L’action réparatrice de l’eau a été signalée de tous temps par les savants qui se sont occupés des phénomènes physiques dont notre globe est le théâtre. Il n’est donc pas étonnant que Buffon lui ait attribué une grande importance. Nous devons même ajouter immédiatement qu’il l’a beaucoup trop exagéré. Nous avons dit déjà qu’il considérait sinon la totalité, du moins la majeure partie de la masse des montagnes comme due à des dépôts de matières entraînées par les eaux ; il assignait la même origine à toutes les couches de terrains qui forment la surface de notre globe.

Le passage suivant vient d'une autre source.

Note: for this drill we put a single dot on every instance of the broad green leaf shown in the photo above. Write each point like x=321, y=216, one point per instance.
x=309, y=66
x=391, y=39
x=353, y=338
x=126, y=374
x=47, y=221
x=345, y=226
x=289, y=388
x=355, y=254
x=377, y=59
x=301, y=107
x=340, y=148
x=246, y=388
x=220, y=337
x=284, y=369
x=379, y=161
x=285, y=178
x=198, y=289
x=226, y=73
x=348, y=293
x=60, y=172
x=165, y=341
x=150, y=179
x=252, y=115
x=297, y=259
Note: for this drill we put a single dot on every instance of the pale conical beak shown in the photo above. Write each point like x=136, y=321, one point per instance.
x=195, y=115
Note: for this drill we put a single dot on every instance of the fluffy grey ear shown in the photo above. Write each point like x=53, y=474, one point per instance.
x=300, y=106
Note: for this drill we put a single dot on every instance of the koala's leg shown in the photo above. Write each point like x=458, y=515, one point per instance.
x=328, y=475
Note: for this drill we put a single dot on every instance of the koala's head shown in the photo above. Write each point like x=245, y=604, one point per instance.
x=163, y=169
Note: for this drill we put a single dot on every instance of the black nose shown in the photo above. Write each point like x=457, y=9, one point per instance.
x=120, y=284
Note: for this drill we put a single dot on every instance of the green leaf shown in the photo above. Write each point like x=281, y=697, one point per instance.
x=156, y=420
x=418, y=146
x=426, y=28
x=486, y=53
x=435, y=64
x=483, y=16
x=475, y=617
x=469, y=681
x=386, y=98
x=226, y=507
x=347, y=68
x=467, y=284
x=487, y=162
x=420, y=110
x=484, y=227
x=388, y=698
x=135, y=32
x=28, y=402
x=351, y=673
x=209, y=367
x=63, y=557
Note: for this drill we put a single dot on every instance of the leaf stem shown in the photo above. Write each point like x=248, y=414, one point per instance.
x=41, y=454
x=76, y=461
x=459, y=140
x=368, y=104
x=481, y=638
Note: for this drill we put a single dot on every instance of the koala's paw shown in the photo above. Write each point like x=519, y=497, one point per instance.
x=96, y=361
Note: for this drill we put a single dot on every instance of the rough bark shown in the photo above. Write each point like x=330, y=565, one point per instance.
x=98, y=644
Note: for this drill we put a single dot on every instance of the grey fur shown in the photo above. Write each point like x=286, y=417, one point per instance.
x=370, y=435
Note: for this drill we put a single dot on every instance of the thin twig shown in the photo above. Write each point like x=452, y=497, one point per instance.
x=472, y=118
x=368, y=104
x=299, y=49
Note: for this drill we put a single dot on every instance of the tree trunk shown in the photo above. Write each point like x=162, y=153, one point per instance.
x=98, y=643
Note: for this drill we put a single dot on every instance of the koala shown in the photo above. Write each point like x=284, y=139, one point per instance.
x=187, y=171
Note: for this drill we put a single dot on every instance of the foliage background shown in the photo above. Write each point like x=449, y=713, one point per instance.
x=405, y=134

Opinion de Buffon. « On ne peut douter, dit-il[1], que les eaux de la mer n’aient séjourné sur la surface de la terre que nous habitons, et que par conséquent cette même surface de notre continent n’ait été pendant quelque temps le fond d’une mer, dans laquelle tout se passait comme tout se passe actuellement dans la mer d’aujourd’hui : d’ailleurs les couches des différentes matières qui composent la terre étant, comme nous l’avons remarqué, posées parallèlement et de niveau, il est clair que cette position est l’ouvrage des eaux qui ont amassé et accumulé peu à peu ces matières et leur ont donné la même situation que l’eau prend toujours elle-même, c’est-à-dire cette situation horizontale que nous observons presque partout ; car, dans les plaines, les couches sont exactement horizontales, et il n’y a que dans les montagnes où elles soient inclinées, comme ayant été formées par des sédiments déposés sur une base inclinée, c’est-à-dire sur un terrain penchant : or, je dis que ces couches ont été formées peu à peu, et non pas tout d’un coup, par quelque révolution que ce soit, parce que nous trouvons souvent des couches de matière plus pesante posées sur des couches de matière beaucoup plus légère, ce qui ne pourrait être, si, comme le veulent quelques auteurs, toutes ces matières dissoutes et mêlées en même temps dans l’eau se fussent ensuite précipitées au fond de cet élément, parce qu’alors elles eussent produit une tout autre composition que celle qui existe ; les matières les plus pesantes seraient descendues les premières et au plus bas, et chacune se serait arrangée suivant sa gravité spécifique, dans un ordre relatif à leur pesanteur particulière, et nous ne trouverions pas des rochers massifs sur des arènes légères, non plus que des charbons de terre sous des argiles, des glaises sous des marbres, et des métaux sur des sables.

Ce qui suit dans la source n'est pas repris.